' ' Cinema Romantico: Weird: The Al Yankovic Story

Tuesday, November 22, 2022

Weird: The Al Yankovic Story

It only makes sense that in mounting his own biopic in tandem with director Eric Appel, beloved musical parody artist “Weird Al” Yankovic would render it as a parody of biopics. Now that is not a new approach. Jake Kasdan and Judd Apatow did the same thing 15 years ago with “Walk Hard: The Dewey Cox Story,” right down to the bullying father seeking to thwart his own son’s dreams that “Weird: The Al Yankovic Story” also comically employs. (“It’s confusing and evil,” says “Weird Al’s” father, as played by Toby Huss, of the young Al changing the lyrics to Amazing Grace, a pretty funny joke equating parody lyrics with blasphemy.) “Walk Hard,” however, was more barbed in its satire, seeming to exist partially as a point-by-point rebuttal of each cliché spouted by 2005’s Johnny Cash biopic “Walk the Line,” a call to arms, almost, as much as a comedy. “Weird Al,” though, the person is lauded as a true nice guy, generally always asking for permission before recording his parody songs. And so even if there is a scene where Weird Al’s father beats a door-to-door accordion salesman to a bloody pulp, in spirit, “Weird: The Al Yankovic Story” is less satire than spoof, having as much fun with the character’s own persona as the genre.

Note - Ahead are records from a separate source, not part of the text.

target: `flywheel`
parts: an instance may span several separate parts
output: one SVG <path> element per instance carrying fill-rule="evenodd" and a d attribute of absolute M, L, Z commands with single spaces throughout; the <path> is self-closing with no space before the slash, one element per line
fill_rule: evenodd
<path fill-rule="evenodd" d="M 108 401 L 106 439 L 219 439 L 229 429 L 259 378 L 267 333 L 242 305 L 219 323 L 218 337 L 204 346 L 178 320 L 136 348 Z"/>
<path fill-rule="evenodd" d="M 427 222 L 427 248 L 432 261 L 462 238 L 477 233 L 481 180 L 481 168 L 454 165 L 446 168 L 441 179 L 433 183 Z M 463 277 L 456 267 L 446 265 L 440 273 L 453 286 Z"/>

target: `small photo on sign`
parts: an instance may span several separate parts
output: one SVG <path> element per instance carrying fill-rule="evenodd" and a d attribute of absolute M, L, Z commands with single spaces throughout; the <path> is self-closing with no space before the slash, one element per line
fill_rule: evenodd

In his 2020 New York Times profile of “Weird Al,” Sam Anderson theorized that Yankovic’s secret sauce was normalizing weird. And in a sense, Appel’s faux biopic honors that diagnosis, emblemized in the moment when Al’s mother discovers a Hawaiian shirt hidden in his bedroom, the music swelling as the shirt seems to glow like Excalibur. In the world of “Weird,” polka parties are cool, the accordion is a rock star totem on par with the guitar, “I Love Rocky Road” at some heavy metal club becomes Bruce Springsteen at the Harvard Square. A “Boogie Nights”-like party at the home of “Weird Al’s” mentor Dr. Demento (Rainn Wilson), meanwhile, puts the parodist on par with artists like Andy Warhol and Salvador Dalí and when rock ‘n’ roll’s great evangelist Wolfman Jack (Jack Black) espouses non-belief for “Weird Al’s” parodic preferences, “Weird Al” makes him believe by taking up the famed disc jockey’s dare and inventing his Queen spoof “Another One Rides the Bus” on the spot.

The moment might specifically be a send-up of a similar one in the Queen biopic “Bohemian Rhapsody,” but spiritually it is a send-up of every cinematic A Ha! Moment ever blended with a kind of “8 Mile” battle rap by way of accordion, made all the more hysterical by Black’s ardent dedication in playing an overconfident foil. The genesis of this parody song, like an earlier moment when “Weird Al” summons “My Bologna” out of the sandwich-making mist, teases his own gift for parody lyrics by inflating it to epic proportions just as the nifty reversal that in the world of “Weird” imagines his “Eat It” parody as an original and Michael Jackson’s “Beat It” as the spoof has fun with the sort of artistic discontent the late Coolio expressed about “Weird Al” parodying “Gangsta’s Paradise” and then disavowed. 


The songs as performed in the movie are lip-synched by the real “Weird Al,” not unlike how “Get Up” had Chadwick Boseman lip synch to James Brown’s real vocals; you can’t fake The Hardest Working Man in Show Business and you can’t fake “Weird Al.” That, however, is to take nothing away from Radcliffe, who is wholly committed to the part. And that is to say he is completely committed to playing “Weird Al” as an angry, lewd, self-serious rock star, the increasingly bewildered intensity of his expression as the plot amusingly devolves working in superb juxtaposition to all those Hawaiian shirts. The descent of this version of “Weird Al” into VH1 Behind the Music territory is exacerbated by the character’s love interest. As the old saying in show business goes, if you have the chance to write yourself into a fictional relationship with Madonna, you have to do it, and “Weird Al” does, paving the way for a gleefully game Evan Rachel Wood to play the part by taking gum chewing into the realm of performance art. If “Weird Al” is sending up its character’s squeaky-clean image than it does the same with Madonna’s relentless ambition, seeking out Al to further her career by having him cover “Like a Virgin,” before the Material Girl becomes the Yoko Ono, or what the clueless perceive Yoko Ono to be. She is the villain, in other words, an offensive banality stretched to the point of joyful absurdity by essentially transforming Madonna into Dan Hedaya in “Commando,” which has the double joyful effect of ultimately making this “Weird Al” a martyr for daring to be stupid. 

1 comment:

Unknown said...

Evan Rachel Wood AMAZED me with the accuracy of her Madonna speaking voice. A triumph.